Cephradine, cephalexin, cefadroxil and cefaclor are used for the treatment of acute and chronic upper and lower respiratory tract infections, which are caused by the streptococcus pyrogens, streptococcus pneumonia, staphylococcus aureus, H. influenza and klebsiella. Erythromycin/sulfamethoxazole and amoxicillin / clavulanic acid both are effective and cheap as compared to oral cephalosporins when they are used for the treatment of ampicillin-resistant strain of B. catarhalis & Haemophilus influenza. For UTI therapy, cefuroxime is also used and also shows its activity against various organisms which cause otitis media. Cefuroxime and probenecid combination is useful as a single daily dose for the treatment of rectal, urethral and endocervical gonorrhoea. Cefixime therapy causes the GIT problems but when it is compared with amoxicillin it is more potent against Haemophilus influenza, B. catarhalis and middle ear infections but it has potency like amoxicillin in case of urinary tract infection treatment in adults.

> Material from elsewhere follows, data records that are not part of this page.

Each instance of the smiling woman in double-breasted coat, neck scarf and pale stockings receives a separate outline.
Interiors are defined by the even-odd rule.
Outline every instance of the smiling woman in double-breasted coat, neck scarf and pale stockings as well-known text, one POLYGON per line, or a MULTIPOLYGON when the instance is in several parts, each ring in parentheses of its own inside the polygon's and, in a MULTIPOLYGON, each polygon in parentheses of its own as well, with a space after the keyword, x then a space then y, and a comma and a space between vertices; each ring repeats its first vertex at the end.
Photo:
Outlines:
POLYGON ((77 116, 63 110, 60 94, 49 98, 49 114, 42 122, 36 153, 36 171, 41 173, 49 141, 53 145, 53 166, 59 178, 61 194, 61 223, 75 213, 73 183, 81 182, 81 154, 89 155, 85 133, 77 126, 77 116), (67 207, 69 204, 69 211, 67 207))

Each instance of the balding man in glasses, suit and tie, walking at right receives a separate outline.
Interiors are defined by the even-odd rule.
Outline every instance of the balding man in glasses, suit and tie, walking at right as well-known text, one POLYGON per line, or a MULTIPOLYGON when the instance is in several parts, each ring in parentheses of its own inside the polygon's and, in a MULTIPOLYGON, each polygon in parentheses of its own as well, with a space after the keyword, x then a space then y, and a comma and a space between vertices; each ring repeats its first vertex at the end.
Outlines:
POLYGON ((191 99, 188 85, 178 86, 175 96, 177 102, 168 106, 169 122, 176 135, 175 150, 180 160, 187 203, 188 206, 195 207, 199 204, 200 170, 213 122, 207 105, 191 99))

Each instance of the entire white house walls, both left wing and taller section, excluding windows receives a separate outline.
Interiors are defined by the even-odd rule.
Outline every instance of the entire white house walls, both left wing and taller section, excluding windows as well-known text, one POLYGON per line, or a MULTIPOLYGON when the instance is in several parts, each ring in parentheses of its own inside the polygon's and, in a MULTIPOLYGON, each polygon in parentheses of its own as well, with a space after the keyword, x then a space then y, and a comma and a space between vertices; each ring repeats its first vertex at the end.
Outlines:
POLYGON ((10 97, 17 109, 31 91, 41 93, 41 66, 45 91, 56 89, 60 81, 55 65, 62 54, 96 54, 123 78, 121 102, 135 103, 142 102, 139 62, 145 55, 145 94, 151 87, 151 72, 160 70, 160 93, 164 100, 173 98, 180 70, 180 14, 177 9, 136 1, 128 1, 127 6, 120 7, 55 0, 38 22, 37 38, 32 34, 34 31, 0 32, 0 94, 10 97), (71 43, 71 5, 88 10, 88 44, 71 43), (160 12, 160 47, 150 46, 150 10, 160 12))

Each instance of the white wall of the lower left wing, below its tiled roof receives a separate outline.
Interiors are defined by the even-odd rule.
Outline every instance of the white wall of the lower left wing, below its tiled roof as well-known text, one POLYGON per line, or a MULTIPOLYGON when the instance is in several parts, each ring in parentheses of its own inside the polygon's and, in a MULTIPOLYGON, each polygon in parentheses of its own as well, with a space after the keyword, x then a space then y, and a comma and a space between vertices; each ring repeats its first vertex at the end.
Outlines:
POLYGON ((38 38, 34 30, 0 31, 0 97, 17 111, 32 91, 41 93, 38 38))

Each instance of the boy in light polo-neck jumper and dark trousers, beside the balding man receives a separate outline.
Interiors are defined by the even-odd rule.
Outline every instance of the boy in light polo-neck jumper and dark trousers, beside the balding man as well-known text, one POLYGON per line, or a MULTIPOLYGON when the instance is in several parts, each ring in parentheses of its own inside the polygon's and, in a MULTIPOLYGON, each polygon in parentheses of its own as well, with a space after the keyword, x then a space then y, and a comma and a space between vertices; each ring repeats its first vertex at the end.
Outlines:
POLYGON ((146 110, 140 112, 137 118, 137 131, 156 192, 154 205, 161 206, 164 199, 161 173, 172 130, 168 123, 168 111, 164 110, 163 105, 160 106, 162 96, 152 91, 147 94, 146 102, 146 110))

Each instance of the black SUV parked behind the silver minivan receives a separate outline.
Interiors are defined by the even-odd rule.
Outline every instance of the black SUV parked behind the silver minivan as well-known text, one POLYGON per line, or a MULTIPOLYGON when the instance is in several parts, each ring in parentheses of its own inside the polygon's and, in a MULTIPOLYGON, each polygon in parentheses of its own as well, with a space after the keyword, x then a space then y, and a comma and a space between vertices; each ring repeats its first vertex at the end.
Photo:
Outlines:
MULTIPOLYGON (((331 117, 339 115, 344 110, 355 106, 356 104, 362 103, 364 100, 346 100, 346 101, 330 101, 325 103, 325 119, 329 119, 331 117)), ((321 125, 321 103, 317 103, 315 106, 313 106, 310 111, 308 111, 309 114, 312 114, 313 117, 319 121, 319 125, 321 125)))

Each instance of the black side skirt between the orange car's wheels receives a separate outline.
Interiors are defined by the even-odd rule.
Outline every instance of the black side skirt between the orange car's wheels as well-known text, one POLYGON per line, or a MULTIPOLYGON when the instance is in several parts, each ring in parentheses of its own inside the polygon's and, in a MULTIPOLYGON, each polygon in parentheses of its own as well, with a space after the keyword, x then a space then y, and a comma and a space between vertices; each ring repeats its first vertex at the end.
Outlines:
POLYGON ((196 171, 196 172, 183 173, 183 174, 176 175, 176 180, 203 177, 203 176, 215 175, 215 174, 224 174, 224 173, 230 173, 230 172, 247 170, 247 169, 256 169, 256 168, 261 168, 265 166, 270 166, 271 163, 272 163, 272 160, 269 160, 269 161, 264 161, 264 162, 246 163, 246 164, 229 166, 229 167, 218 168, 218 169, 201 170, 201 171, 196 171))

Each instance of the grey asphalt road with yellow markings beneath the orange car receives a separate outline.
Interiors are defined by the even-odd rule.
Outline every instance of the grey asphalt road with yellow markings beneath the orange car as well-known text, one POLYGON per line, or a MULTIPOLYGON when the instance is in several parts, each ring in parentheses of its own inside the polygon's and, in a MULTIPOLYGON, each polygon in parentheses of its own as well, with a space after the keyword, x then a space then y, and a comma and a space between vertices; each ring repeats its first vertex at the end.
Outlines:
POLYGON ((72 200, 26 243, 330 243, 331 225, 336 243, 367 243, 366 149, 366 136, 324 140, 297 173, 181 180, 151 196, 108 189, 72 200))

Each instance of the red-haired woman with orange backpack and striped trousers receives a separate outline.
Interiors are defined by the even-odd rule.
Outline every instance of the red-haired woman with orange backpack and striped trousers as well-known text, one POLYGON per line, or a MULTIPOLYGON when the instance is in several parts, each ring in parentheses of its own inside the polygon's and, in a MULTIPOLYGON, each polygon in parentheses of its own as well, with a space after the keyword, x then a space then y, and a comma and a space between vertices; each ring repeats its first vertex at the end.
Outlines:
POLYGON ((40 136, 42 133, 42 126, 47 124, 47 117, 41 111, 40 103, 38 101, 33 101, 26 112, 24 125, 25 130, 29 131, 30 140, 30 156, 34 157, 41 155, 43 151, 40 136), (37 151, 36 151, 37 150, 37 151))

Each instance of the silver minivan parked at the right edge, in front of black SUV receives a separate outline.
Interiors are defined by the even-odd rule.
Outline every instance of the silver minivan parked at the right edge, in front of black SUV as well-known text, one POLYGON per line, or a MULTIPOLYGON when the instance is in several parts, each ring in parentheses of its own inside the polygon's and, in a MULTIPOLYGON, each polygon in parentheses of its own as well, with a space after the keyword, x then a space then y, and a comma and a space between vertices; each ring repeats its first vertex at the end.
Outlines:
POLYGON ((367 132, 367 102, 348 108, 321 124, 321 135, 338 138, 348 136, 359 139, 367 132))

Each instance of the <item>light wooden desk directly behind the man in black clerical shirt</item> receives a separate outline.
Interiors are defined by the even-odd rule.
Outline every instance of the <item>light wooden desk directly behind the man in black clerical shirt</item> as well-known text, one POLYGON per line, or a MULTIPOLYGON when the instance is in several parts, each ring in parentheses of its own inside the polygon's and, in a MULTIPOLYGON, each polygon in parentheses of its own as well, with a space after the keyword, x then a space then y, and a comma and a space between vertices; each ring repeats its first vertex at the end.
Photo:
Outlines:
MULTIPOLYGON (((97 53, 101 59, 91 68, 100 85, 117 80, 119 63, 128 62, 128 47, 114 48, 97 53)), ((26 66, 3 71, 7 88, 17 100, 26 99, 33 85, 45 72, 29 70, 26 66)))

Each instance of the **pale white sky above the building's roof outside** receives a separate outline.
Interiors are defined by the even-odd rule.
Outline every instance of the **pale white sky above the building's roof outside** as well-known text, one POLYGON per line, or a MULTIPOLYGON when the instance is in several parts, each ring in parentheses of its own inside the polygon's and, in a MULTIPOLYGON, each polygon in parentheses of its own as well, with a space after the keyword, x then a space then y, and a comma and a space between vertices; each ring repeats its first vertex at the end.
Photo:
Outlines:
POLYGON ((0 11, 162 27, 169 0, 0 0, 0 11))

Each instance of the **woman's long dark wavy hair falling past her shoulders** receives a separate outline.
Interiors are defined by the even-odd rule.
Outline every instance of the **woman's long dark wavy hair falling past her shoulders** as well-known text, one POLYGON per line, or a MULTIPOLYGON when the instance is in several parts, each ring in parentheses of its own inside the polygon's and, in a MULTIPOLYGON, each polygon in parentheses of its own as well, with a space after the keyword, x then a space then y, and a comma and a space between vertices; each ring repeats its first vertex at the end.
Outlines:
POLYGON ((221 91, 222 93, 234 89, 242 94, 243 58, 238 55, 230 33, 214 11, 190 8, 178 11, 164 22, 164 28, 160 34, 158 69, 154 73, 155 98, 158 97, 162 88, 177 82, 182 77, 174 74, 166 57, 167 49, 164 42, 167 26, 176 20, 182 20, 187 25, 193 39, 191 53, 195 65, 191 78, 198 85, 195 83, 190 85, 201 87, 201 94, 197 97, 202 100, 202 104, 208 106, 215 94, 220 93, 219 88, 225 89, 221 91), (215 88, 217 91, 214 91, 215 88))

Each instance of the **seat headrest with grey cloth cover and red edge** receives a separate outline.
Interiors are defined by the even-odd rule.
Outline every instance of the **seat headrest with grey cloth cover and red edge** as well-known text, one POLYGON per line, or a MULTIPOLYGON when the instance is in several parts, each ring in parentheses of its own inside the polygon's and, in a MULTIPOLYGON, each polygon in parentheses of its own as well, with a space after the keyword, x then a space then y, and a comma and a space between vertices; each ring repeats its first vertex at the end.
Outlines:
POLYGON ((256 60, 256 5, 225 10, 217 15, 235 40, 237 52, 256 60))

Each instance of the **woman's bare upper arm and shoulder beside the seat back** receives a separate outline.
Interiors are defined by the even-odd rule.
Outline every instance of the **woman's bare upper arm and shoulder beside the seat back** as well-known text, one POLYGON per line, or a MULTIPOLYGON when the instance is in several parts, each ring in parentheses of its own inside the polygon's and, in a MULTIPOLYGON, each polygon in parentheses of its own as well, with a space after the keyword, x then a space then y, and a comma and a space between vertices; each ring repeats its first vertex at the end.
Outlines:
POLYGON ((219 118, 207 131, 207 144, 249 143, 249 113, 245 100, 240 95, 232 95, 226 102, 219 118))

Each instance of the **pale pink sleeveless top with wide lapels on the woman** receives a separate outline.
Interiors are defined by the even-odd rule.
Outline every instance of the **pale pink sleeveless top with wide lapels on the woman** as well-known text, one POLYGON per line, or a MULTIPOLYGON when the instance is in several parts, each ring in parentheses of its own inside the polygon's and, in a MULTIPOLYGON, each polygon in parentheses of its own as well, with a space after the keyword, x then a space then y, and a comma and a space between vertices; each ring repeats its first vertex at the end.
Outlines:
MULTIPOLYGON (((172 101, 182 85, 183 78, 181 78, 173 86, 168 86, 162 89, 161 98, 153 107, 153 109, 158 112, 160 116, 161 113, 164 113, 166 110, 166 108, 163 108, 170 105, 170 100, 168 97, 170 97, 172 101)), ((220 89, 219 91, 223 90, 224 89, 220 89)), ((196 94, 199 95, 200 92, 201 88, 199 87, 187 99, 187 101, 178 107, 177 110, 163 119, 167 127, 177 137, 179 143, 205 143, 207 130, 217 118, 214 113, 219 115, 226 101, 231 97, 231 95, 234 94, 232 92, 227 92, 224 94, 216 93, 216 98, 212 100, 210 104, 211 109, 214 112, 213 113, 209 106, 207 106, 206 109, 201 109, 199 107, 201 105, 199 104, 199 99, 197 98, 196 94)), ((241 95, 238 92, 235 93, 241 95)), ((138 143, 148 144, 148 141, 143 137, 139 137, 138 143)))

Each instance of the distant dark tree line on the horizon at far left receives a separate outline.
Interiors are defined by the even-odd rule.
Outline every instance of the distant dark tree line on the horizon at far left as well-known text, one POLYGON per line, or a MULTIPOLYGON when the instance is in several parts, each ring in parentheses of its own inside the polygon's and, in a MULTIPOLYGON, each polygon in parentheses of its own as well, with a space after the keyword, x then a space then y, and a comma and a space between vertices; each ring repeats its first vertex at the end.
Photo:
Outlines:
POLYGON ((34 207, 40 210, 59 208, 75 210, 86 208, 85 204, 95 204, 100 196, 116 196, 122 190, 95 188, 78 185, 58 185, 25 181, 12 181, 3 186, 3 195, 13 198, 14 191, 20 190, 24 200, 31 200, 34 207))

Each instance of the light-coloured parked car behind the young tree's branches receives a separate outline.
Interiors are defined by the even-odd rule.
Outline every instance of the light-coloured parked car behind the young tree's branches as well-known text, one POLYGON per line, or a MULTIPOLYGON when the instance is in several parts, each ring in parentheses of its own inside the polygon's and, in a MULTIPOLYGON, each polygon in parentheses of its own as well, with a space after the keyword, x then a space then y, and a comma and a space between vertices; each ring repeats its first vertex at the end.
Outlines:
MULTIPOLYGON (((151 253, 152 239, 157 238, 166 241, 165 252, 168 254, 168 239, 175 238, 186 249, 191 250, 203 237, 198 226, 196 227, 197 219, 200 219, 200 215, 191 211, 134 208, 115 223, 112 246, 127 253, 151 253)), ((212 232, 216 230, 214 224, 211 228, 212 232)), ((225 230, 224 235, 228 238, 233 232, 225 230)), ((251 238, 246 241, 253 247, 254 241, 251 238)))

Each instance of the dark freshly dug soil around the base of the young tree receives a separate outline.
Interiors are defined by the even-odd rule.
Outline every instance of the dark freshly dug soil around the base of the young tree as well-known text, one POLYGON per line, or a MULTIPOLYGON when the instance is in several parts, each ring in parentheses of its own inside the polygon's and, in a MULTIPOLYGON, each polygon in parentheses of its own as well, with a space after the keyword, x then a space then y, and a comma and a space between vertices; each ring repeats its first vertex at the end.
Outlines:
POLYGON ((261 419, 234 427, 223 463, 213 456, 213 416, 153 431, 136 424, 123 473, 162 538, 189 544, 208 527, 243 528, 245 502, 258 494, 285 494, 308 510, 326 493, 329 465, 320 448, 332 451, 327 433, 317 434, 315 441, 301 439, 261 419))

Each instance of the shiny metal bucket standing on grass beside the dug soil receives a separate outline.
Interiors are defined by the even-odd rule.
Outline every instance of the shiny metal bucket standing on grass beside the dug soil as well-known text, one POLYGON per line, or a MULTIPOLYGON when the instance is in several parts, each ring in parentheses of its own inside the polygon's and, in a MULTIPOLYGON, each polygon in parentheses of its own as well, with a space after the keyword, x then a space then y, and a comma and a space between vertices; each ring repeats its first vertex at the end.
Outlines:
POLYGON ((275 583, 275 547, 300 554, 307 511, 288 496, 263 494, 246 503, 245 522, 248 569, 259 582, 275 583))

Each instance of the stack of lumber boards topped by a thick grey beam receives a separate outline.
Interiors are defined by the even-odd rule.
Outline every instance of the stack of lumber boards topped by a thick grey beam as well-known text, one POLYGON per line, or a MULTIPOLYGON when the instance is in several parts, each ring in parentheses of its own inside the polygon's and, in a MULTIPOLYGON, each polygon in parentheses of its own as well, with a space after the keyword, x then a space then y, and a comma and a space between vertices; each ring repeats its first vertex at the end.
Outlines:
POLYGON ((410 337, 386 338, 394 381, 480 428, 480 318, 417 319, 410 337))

• 1st generation parental cephalosporins:-
These cephalosporins are provided in pre and post-operative situations to maintain the hygienic conditions in contaminated procedures like C- section, cholecystectomy and vaginal hysterectomy etc. They are also broadly used in people subjected to clean surgeries, for example:-cardiovascular procedures and arthroplasty etc.
• 2nd generation parental cephalosporins:-
Cefoxitin has more potency against B. fragile species and various gram +ve and –ve bacteria. It is used to treat intra-abdominal and pelvic infections. Cefoxitin is repeatedly used as a preventive agent for those patients who have done colorectal or pelvic surgery. Cefoxitin is also very useful and helpful in the form of combination with clindamycin and aminoglycosides. Cefotetan is responsible for the treatment of gynaecological infection, lower respiratory tract, obstetric, serious UTI, intra– abdominal and skin and soft tissue infections which are caused by the bacteria.
• 3rd generation parental cephalosporins:-
Commonly cefotaxime is prescribed to treat meningitis which is caused by the gram–bacilli. It has more potency against S. pneumonia, Neisseria meningitis and H. influenza. Sometimes it is given to treat meningitis in young children and infants. Cefotaxime and ceftizoxime both are responsible to treat complicated gram–bacillary infections such as serious UTI, gynecologic, bone, intra-abdominal and lower RTI infections. Ceftriaxone has supreme activity against the Neisseria gonorrhoea in which tetracycline N. gonorrhoea is also included. It is also frequently used in experimental monotherapy against many infections. 3rd generation agents are properly used to treat salmonellosis which is induced by ampicillin and chloramphenicol-resistant bacteria. Ceftazidime has activity against hospital-acquired gram–bacteria.
• 4th generation parental cephalosporin:-
According to some experiments it has been revealed about the good activity of cefepime and cefpirome against complicated and uncomplicated UTIs, gynaecological and upper and lower respiratory tract infections. Patients with ventilator-associated pneumonia can be treated with the 4th generation cephalosporins. Cefepime 2g BID dose has great efficiency to treat hospital-acquired pneumonia.
• 5th generation parental cephalosporins:-
It is an advanced generation of cephalosporins, which is used to treat the methicillin-resistant staphylococcus aureus strain (MRSA) and also streptococcus species otherwise they have similar activity like 3rd generation cephalosporins but it has not that much activity against pseudomonas aeruginosa.